Fernandez participará de una recepción sólo para presidentes y a las 13.30, en el museo, tendrá lugar el acto que culminará después de la colocación de ofrendas florales a las víctimas.

Allí estarán otros argentinos: el presidente de la DAIA, Jorge Knoblovits; el de la AMIA, Ariel Eichbaum, y el presidente del congreso judío latinoamericano, Adrián Werthein. Buscan armarle también otros encuentros y actividades al presidente argentino. 

Por el momento en la agenda presidencial no hay apuntadas bilaterales con mandatarios. Y tampoco saludo alguno con el primer ministro Benjamín Netanyahu, quien se encuentra en una situación incómoda porque en Israel pasaron el 2018 intentando formar gobierno y ningún candidato lo logró hacer. Tampoco el premier, que también está acorralado por la justicia por casos de corrupción.

El viaje de Alberto Fernández a Israel fue comunicado a la embajadora Galit Ronen por el secretario general de la Presidencia, Julio Vitobello.
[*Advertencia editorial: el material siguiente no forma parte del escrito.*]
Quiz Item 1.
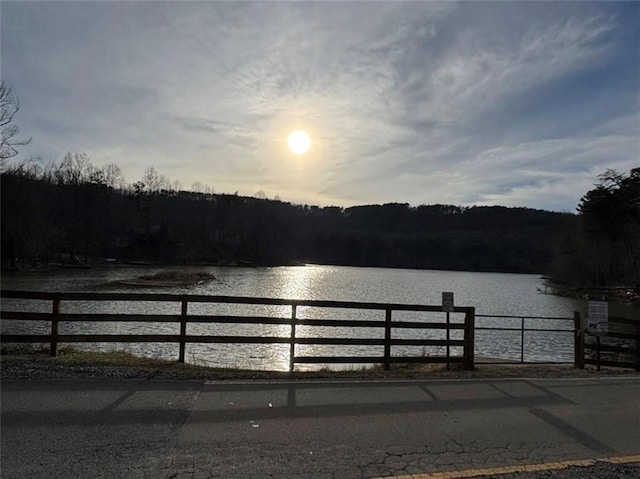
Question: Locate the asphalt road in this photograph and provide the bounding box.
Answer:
[1,376,640,479]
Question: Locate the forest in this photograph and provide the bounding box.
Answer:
[1,153,578,273]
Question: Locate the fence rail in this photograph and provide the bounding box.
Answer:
[0,290,475,371]
[584,316,640,371]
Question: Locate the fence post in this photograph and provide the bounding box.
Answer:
[384,308,391,371]
[636,322,640,371]
[178,299,188,363]
[289,304,296,373]
[49,298,60,358]
[573,311,584,369]
[464,308,476,371]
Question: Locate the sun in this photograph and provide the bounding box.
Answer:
[287,130,311,155]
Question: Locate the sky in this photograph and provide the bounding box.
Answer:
[0,0,640,212]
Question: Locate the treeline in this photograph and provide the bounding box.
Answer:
[1,154,576,273]
[553,168,640,288]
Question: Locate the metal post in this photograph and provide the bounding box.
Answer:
[636,323,640,371]
[49,299,60,358]
[464,308,476,370]
[384,309,391,371]
[520,318,524,364]
[178,299,187,363]
[289,304,296,373]
[573,311,584,369]
[447,311,451,371]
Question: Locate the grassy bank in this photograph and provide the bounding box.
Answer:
[0,346,635,380]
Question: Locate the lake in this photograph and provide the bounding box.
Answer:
[2,265,585,370]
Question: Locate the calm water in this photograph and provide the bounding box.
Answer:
[2,265,584,370]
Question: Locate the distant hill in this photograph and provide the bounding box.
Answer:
[1,172,577,273]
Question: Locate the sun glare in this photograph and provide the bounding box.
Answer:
[287,130,311,155]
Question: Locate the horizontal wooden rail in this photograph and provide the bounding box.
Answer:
[475,313,582,367]
[0,290,475,370]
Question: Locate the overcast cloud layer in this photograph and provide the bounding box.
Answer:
[0,1,640,211]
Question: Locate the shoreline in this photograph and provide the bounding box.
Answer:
[0,350,638,381]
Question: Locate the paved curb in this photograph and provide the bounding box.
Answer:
[376,454,640,479]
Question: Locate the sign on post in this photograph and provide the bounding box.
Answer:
[587,301,609,333]
[442,292,453,313]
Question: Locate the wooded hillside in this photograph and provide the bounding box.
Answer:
[1,161,577,273]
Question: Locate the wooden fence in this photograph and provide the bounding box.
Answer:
[583,316,640,371]
[475,311,583,367]
[0,290,475,371]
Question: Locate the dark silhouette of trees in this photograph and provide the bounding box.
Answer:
[1,153,576,273]
[554,168,640,287]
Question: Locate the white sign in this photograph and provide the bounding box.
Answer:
[442,292,453,313]
[588,301,609,333]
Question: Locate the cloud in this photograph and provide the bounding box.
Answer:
[1,2,640,210]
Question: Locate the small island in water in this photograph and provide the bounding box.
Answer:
[118,271,215,287]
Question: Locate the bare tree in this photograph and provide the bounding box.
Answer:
[171,180,182,192]
[142,166,161,193]
[56,153,92,185]
[102,163,124,189]
[0,81,31,169]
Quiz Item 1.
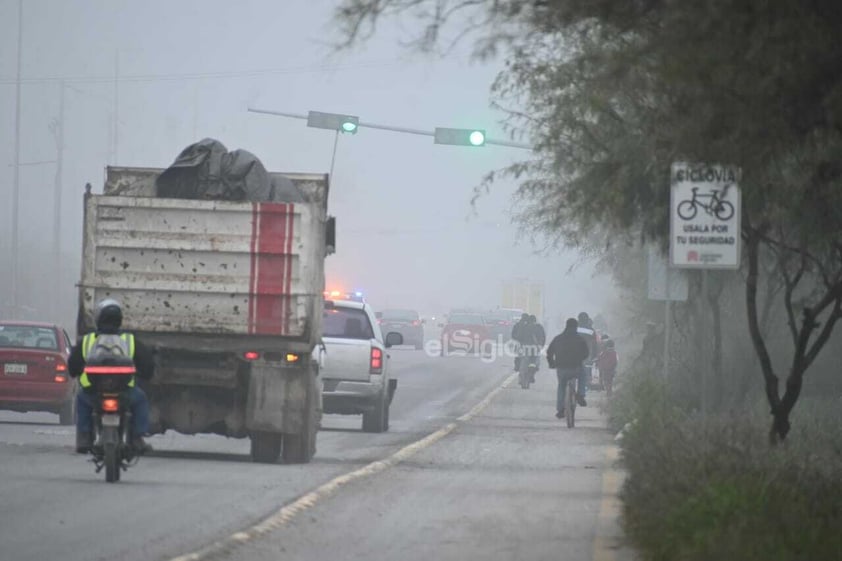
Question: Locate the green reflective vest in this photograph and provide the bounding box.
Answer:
[79,333,135,389]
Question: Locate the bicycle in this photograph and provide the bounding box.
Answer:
[676,187,734,221]
[564,376,576,429]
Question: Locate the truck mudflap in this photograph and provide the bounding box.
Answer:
[246,364,318,433]
[386,378,398,405]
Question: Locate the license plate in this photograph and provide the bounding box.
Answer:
[3,364,26,376]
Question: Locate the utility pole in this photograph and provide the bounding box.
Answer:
[9,0,23,314]
[52,80,64,322]
[111,49,120,166]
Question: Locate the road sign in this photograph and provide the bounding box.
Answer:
[670,162,740,269]
[647,246,690,302]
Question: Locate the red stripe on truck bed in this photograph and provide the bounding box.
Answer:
[249,203,295,335]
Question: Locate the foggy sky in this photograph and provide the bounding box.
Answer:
[0,0,611,327]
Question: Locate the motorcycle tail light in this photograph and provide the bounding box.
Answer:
[102,397,120,413]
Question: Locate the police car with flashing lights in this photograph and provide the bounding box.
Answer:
[319,299,403,432]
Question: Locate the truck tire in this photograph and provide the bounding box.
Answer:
[282,366,321,464]
[251,432,283,464]
[363,395,389,432]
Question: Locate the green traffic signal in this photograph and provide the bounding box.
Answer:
[433,127,485,146]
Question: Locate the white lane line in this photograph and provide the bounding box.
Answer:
[593,445,623,561]
[170,374,517,561]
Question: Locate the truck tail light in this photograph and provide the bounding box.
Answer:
[369,347,383,374]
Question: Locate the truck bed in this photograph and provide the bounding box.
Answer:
[79,168,327,345]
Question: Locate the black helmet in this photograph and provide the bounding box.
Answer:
[94,298,123,331]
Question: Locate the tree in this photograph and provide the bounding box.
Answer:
[337,0,842,441]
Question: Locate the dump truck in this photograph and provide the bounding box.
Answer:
[77,167,335,463]
[500,279,544,322]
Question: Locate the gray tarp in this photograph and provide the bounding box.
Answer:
[156,138,304,203]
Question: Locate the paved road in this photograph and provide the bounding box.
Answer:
[0,349,632,561]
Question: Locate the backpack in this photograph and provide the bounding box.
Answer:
[85,333,134,365]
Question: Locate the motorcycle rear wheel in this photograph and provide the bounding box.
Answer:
[104,442,120,483]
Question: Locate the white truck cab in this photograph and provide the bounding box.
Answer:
[319,300,403,432]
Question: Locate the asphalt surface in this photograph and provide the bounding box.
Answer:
[0,349,632,561]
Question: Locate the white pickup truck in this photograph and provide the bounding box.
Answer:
[319,300,403,432]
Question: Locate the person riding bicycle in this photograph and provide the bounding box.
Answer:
[67,299,155,454]
[577,312,600,398]
[547,318,590,419]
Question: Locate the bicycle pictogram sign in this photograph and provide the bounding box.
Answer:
[676,185,734,222]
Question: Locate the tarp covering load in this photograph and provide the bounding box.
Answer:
[155,138,304,203]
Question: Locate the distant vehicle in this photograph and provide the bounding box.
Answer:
[0,321,76,425]
[376,310,425,350]
[319,300,403,432]
[483,309,520,343]
[441,312,490,356]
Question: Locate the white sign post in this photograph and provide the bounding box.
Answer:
[670,162,740,269]
[647,245,690,378]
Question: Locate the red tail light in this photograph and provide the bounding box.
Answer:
[102,397,120,413]
[370,347,383,374]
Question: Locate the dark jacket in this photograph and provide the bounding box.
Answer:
[67,330,155,380]
[547,331,590,368]
[512,319,526,343]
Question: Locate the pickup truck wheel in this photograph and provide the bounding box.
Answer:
[251,432,282,464]
[363,395,389,432]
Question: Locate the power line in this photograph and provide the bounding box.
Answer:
[0,59,403,85]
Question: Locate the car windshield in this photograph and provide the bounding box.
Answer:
[0,325,58,351]
[322,308,374,339]
[448,314,485,325]
[381,310,418,321]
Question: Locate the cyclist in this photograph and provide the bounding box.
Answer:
[547,318,590,419]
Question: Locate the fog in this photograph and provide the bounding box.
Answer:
[0,0,612,328]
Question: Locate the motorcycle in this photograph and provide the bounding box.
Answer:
[85,357,139,483]
[518,353,541,390]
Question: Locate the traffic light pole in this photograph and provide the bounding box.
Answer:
[248,107,533,150]
[328,131,339,179]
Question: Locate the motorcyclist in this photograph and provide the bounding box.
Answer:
[67,299,154,454]
[512,313,529,372]
[519,315,547,382]
[547,318,590,419]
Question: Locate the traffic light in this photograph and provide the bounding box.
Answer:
[434,127,485,146]
[307,111,360,134]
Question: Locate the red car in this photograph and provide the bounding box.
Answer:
[0,321,75,425]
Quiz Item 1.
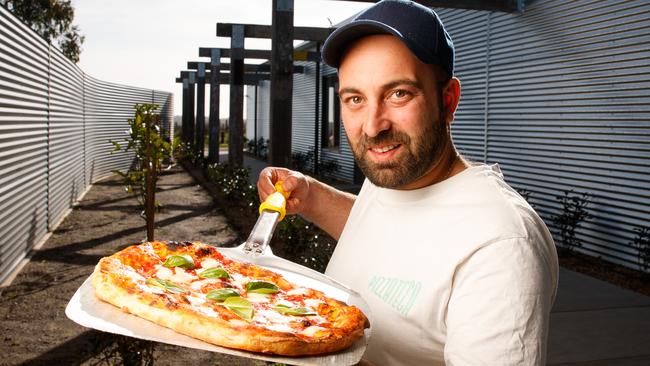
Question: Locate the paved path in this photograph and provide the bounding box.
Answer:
[6,157,650,366]
[547,268,650,366]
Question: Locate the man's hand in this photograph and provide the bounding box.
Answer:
[257,167,356,240]
[257,167,309,214]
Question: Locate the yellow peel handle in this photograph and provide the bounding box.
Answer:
[260,181,291,221]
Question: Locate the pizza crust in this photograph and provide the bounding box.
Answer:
[92,243,368,356]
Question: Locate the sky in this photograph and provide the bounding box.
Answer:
[72,0,371,118]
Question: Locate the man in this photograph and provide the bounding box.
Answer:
[258,0,558,366]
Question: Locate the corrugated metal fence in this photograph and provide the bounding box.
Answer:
[0,7,173,283]
[437,0,650,268]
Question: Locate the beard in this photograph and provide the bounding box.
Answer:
[348,113,450,188]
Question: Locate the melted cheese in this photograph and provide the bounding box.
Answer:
[253,309,293,327]
[169,267,198,283]
[201,258,219,269]
[185,294,206,306]
[300,325,327,338]
[228,319,248,328]
[190,278,221,291]
[304,299,324,309]
[246,292,271,304]
[287,287,309,296]
[154,264,174,280]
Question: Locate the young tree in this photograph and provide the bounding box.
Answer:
[0,0,84,63]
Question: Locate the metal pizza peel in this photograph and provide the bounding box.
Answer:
[242,181,291,256]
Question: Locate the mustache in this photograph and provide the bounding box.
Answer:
[359,130,411,150]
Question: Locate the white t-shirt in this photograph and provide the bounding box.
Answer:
[326,165,558,366]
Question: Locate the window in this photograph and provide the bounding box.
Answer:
[321,75,341,148]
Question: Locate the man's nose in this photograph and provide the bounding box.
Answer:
[363,101,391,137]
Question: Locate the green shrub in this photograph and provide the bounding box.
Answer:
[553,190,591,251]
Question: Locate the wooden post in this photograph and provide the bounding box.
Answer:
[208,48,221,163]
[194,62,205,158]
[187,72,196,147]
[228,24,244,167]
[313,42,326,176]
[269,0,293,167]
[181,77,190,143]
[142,115,156,241]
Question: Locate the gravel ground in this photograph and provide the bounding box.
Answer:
[0,168,266,366]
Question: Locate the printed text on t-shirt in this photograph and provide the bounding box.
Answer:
[368,276,422,316]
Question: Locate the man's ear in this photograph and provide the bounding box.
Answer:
[442,77,460,125]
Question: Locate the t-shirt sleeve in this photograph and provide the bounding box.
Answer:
[444,238,557,366]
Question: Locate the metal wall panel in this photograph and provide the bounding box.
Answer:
[0,7,173,282]
[0,7,49,281]
[438,9,491,161]
[244,85,257,142]
[439,0,650,268]
[291,62,318,159]
[48,47,87,230]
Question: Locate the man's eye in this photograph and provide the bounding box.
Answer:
[393,89,408,98]
[348,97,361,104]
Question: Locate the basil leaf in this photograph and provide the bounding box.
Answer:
[145,278,185,294]
[163,254,194,269]
[223,297,253,320]
[273,305,318,316]
[205,288,240,301]
[246,281,280,295]
[198,267,230,278]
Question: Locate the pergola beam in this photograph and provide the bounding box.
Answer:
[217,23,334,42]
[334,0,524,13]
[187,61,305,74]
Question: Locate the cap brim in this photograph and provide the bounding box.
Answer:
[322,20,402,68]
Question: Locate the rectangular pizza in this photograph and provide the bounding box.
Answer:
[92,241,369,356]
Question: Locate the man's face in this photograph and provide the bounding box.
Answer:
[339,35,450,189]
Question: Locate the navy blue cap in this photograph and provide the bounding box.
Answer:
[322,0,454,76]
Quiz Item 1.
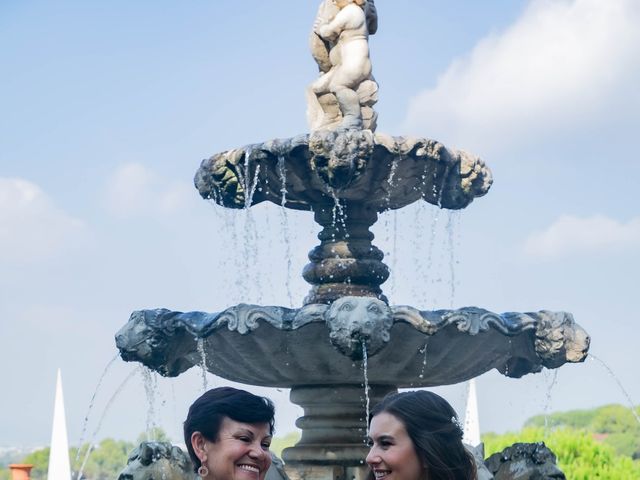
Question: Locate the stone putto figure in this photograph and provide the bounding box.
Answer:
[307,0,378,131]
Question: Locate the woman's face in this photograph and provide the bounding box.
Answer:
[191,417,271,480]
[367,412,428,480]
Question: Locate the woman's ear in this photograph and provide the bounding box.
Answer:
[191,432,207,461]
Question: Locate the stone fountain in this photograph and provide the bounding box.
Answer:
[116,0,589,479]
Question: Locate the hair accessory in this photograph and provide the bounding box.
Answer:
[451,416,464,432]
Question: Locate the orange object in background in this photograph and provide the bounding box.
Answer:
[9,463,33,480]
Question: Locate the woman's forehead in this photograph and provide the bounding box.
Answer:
[220,417,271,437]
[369,412,407,437]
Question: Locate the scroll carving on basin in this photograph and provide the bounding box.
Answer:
[116,297,589,387]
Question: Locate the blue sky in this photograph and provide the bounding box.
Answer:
[0,0,640,445]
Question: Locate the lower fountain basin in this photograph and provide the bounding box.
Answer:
[116,297,590,388]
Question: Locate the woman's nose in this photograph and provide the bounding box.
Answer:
[365,447,380,465]
[249,443,268,458]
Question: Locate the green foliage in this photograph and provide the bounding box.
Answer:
[525,405,640,458]
[18,438,134,480]
[270,431,300,457]
[136,427,171,445]
[483,427,640,480]
[75,438,135,480]
[20,447,49,480]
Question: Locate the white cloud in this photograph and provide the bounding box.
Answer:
[105,163,195,217]
[405,0,640,151]
[524,215,640,258]
[0,178,84,263]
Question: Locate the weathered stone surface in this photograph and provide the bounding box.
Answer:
[195,130,493,212]
[195,130,492,304]
[118,442,198,480]
[485,442,566,480]
[307,0,378,131]
[116,297,589,388]
[118,442,288,480]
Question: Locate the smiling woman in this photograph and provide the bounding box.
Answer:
[184,387,274,480]
[367,391,477,480]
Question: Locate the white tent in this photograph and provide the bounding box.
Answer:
[47,369,71,480]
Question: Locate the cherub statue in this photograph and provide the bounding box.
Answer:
[307,0,378,130]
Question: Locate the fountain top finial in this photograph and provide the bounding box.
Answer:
[307,0,378,131]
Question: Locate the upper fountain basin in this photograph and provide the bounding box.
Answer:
[195,130,492,212]
[116,297,589,387]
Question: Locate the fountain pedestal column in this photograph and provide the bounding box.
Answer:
[282,385,396,480]
[302,200,389,305]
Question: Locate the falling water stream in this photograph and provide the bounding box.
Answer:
[278,155,293,307]
[73,353,120,464]
[589,353,640,424]
[542,369,558,437]
[362,340,371,438]
[76,367,143,480]
[196,338,209,392]
[142,367,158,442]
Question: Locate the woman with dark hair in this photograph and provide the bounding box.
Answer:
[184,387,275,480]
[367,391,477,480]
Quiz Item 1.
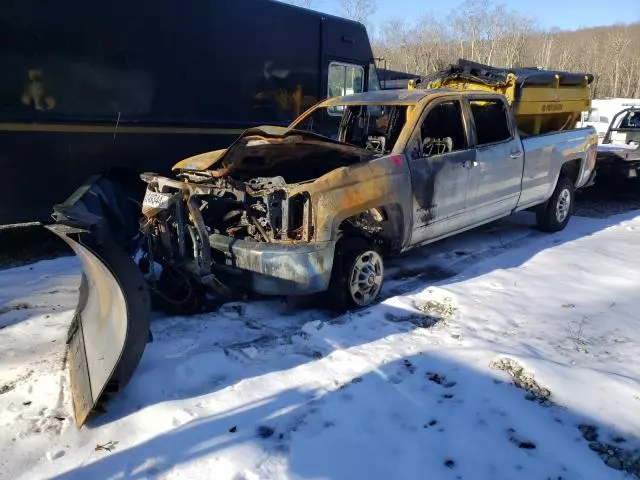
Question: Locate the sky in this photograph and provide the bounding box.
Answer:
[313,0,640,35]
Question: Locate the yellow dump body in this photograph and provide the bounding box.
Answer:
[409,60,593,136]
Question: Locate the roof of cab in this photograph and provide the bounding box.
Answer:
[319,88,459,107]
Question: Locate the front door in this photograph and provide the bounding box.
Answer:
[407,99,475,245]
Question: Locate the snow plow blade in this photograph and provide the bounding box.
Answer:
[46,173,151,427]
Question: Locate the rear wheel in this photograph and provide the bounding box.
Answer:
[328,237,384,310]
[537,177,575,232]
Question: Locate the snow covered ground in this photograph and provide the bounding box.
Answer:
[0,212,640,480]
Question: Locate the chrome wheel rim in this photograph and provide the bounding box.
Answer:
[349,250,384,307]
[556,188,571,223]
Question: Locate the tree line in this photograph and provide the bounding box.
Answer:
[282,0,640,98]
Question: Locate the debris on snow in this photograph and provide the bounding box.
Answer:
[489,358,551,405]
[94,440,118,452]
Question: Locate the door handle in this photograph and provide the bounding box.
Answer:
[462,160,478,168]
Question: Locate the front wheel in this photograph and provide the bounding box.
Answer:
[537,177,575,232]
[327,237,384,310]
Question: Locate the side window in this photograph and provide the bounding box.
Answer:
[470,100,511,145]
[327,63,364,115]
[420,100,467,157]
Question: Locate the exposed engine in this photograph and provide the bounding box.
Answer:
[137,172,313,309]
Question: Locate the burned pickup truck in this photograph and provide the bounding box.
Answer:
[49,89,597,425]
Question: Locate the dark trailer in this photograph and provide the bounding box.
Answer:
[0,0,378,224]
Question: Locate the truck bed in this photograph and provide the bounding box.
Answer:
[516,127,597,210]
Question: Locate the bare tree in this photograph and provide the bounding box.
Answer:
[340,0,376,23]
[372,0,640,98]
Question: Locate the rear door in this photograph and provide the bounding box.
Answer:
[465,95,524,223]
[406,97,475,245]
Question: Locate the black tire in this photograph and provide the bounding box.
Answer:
[536,177,575,232]
[326,237,384,311]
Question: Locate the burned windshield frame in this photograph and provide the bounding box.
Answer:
[292,104,407,154]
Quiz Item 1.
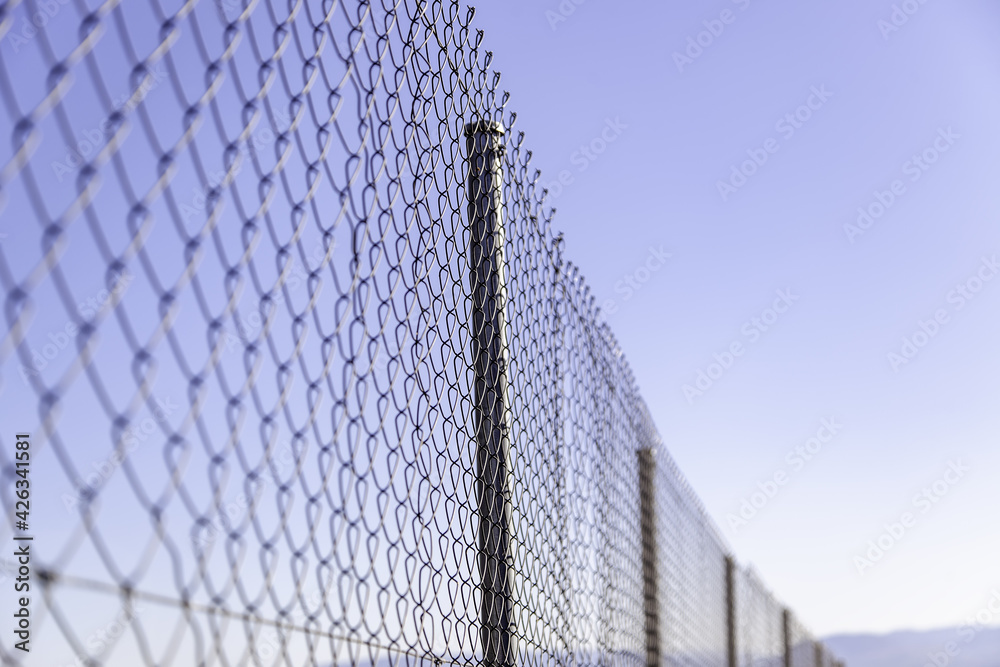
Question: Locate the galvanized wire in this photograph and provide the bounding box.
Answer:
[0,0,844,667]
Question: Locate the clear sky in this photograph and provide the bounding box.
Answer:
[468,0,1000,634]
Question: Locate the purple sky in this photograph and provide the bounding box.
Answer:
[477,0,1000,634]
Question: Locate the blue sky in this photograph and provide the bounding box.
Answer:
[477,0,1000,634]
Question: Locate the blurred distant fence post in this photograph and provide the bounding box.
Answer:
[638,447,660,667]
[781,609,792,667]
[465,121,514,667]
[726,556,738,667]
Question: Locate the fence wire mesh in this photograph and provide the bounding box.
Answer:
[0,0,840,667]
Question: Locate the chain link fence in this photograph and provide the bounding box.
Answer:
[0,0,835,667]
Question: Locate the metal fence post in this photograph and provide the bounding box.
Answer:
[781,609,792,667]
[726,556,736,667]
[638,447,660,667]
[465,120,514,667]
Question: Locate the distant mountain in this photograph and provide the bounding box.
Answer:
[823,626,1000,667]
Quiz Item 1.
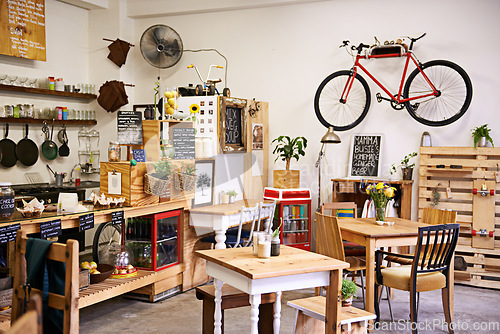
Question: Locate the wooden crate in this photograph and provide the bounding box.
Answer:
[418,147,500,289]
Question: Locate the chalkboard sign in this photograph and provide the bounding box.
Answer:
[172,128,195,160]
[219,98,248,153]
[40,219,62,239]
[79,213,94,232]
[0,223,21,244]
[349,134,383,177]
[111,210,125,225]
[117,110,142,145]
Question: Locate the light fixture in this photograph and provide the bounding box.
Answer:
[315,126,341,211]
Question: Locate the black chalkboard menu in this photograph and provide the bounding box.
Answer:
[40,219,62,239]
[117,110,142,145]
[172,128,195,160]
[79,213,94,232]
[226,107,242,145]
[111,210,125,225]
[0,223,21,244]
[349,134,382,177]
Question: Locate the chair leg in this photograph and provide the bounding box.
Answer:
[441,287,454,334]
[410,289,417,334]
[374,283,380,323]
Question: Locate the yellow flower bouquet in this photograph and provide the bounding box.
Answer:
[366,182,396,221]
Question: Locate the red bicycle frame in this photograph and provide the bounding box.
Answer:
[342,52,439,103]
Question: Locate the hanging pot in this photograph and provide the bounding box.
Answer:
[0,123,17,167]
[41,121,57,160]
[16,124,38,166]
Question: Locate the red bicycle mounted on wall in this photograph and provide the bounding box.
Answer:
[314,33,472,131]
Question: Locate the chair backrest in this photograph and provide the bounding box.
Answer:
[234,204,259,247]
[412,224,460,273]
[316,212,345,261]
[11,230,80,334]
[256,201,276,233]
[421,208,457,225]
[321,202,358,218]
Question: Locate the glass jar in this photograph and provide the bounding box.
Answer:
[108,141,121,162]
[0,182,15,219]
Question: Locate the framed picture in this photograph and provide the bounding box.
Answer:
[192,159,215,208]
[349,133,384,177]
Y el vocero presidencial lo informó el jueves a la prensa.

Tal como lo publicó Clarín, la vicepresidente Cristina Kirchner opinó el miércoles con Alberto que era una “buena idea”. Y con esta decisión el gobierno silenció las críticas de que ningún funcionario argentino estaba viajando a semejante acto internacional pese a la invitación personal al presidente argentino.

Son además días sensibles: los cinco años de la aparición sin vida del fiscal de la AMIA, Alberto Nisman, y la tensión que sigue habiendo entre el kirchnerismo e Israel por la firma del memorándum de entendimiento con Irán de 2013 por el atentado a la mutual judía.